They trickled in at the start of the morning and continued throughout the evening.  There were text messages with strings of heart emojis.  Electronic cards with vibrant animation and songs.  Tagged Facebook messages filled with blooming flowers and teddy bears.  They were all sent with love from people who have bore witness to my journey as a single-mom.  Along with the dads who are celebrated on Father’s Day, they wanted to acknowledge my independent parenting of my son for the past three years.  They congratulated me for being one person doing the job of two.  And as always, they showed me love and support. 

I appreciate the sentiment behind every Father’s Day message that I received.  But I need no special acknowledgment on that day.  In fact, I prefer not to have it.  Shout me out, celebrate me, tell me that I am doing a fantastic job as a single-mom on any other day.  Just not that one.

It was never my desire to be a single-mom.  It is a role assigned to most of us and not by design.  I always knew that I would and could raise my son alone if ever I had to.  But that was not the game plan.  I sacrificed alot, even parts of my greatest self, for my dream of having a family that would include a mother, father, and child.  All together, living happily ever after.

But that was not to be. 

Like me, my son is a baby of divorce. There were bad choices to be corrected.  Damage that needed to be controlled.  And a new life to be made.  What was best for us was to forge our way in the world alone, but whole.

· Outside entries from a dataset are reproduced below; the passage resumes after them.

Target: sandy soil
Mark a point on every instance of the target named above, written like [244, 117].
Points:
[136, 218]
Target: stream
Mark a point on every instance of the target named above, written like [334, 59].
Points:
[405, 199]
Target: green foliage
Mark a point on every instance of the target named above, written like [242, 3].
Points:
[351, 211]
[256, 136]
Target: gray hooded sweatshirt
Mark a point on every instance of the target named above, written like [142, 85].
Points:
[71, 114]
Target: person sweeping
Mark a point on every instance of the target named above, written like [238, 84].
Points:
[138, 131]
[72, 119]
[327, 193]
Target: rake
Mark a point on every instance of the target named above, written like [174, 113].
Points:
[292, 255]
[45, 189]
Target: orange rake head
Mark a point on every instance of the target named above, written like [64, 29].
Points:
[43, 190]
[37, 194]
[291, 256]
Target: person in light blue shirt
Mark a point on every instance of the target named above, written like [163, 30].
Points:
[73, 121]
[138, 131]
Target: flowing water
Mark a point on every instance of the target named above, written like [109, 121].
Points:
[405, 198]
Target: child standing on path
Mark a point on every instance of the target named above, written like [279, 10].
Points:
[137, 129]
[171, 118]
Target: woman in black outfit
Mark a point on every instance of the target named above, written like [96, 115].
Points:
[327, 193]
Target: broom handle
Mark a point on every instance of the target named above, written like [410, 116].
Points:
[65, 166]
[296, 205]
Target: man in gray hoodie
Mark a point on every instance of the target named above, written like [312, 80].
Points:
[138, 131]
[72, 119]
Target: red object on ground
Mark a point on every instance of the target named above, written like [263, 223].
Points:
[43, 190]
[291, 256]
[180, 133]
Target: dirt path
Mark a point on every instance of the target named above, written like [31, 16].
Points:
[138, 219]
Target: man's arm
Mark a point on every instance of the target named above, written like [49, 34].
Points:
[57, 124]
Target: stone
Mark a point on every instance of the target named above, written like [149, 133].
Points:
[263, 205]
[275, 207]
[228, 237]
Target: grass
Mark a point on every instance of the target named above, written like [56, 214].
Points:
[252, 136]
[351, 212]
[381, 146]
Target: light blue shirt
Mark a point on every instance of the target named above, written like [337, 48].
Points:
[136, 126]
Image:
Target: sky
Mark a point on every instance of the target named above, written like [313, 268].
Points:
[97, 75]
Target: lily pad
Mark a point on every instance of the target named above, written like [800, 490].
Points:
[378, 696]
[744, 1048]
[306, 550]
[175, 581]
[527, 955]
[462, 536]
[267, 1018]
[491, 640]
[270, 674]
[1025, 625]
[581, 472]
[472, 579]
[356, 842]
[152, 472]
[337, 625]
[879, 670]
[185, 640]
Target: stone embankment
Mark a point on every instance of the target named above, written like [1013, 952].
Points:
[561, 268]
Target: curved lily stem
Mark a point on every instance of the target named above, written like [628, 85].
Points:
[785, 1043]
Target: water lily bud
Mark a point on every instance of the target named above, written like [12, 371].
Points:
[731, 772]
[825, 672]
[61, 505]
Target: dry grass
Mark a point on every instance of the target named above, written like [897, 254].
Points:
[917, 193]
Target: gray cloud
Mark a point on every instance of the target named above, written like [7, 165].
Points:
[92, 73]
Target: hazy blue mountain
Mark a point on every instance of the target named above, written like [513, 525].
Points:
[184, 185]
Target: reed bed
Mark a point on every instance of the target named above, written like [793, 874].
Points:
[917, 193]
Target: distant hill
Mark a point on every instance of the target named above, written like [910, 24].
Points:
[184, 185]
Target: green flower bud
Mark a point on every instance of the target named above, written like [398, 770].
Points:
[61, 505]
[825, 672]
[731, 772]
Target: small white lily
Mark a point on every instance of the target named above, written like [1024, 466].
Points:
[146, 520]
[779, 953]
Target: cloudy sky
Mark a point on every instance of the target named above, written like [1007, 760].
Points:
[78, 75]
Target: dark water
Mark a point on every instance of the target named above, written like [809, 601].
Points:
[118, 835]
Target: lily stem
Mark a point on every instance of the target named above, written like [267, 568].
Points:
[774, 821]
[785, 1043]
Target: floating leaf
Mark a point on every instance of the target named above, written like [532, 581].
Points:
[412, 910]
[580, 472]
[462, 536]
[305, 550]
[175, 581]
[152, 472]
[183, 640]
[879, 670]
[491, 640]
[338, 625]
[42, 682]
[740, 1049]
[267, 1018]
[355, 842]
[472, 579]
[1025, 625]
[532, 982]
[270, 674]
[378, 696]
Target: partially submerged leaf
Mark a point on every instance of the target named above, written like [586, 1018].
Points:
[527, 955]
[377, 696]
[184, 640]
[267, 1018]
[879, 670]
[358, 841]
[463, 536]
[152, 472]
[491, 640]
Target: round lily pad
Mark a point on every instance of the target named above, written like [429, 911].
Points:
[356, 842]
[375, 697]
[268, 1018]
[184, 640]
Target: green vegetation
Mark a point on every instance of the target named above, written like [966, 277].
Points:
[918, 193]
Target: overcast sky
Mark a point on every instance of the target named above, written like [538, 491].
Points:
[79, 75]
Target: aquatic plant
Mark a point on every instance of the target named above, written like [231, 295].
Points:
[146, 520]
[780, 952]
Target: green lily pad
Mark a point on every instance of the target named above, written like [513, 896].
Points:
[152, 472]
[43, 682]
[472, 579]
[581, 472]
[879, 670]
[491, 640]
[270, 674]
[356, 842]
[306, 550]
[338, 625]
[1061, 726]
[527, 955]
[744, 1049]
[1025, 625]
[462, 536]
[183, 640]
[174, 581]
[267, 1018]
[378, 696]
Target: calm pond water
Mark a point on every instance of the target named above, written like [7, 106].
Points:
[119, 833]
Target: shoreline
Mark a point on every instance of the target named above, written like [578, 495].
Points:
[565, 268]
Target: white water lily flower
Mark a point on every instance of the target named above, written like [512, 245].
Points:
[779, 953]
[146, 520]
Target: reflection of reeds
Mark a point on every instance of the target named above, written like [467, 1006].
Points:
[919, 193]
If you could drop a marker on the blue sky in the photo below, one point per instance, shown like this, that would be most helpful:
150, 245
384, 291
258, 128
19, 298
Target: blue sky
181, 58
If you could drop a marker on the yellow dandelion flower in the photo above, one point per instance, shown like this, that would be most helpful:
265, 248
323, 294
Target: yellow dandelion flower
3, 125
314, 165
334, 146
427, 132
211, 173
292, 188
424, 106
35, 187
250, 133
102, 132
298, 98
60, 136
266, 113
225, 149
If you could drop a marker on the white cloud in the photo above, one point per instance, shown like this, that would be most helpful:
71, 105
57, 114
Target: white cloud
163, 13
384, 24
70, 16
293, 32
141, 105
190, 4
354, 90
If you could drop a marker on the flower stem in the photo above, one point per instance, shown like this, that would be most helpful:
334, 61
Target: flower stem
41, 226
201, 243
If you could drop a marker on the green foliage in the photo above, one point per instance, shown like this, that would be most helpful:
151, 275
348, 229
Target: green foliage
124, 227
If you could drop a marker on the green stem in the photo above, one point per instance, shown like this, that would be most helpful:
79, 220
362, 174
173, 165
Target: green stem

So we did.  And we are better for it.

By no means has it been easy.  I have had to perform my fair share of fatherly duties over the years.  Like wrapping weighted plastic grocery bags around each of my wrists as my son sat strapped to my chest in a baby Bjorn.  Or cleaning snow off of my car as he squirmed impatiently in his seat.  Or getting on my knees to build train sets and Lego structures.  Or taking him for his first hair cut with a girlfriend who has a son of her own, and could show me the ropes. Or teaching him how to shoot his first hoop on an indoor basketball set despite my having an interest in sports that does not extend far beyond the last game of basketball play-offs season. 

And there will be more times like these.  For as long as necessary, I will continue to step into shoes not created or intended for me.  Not as a father, or a father-figure, or a woman fulfilling a dual role. 

I will do it as his mother with a heart full of love and the greatest desire to make the best of a situation in which he did not ask to be or deserves, but just is.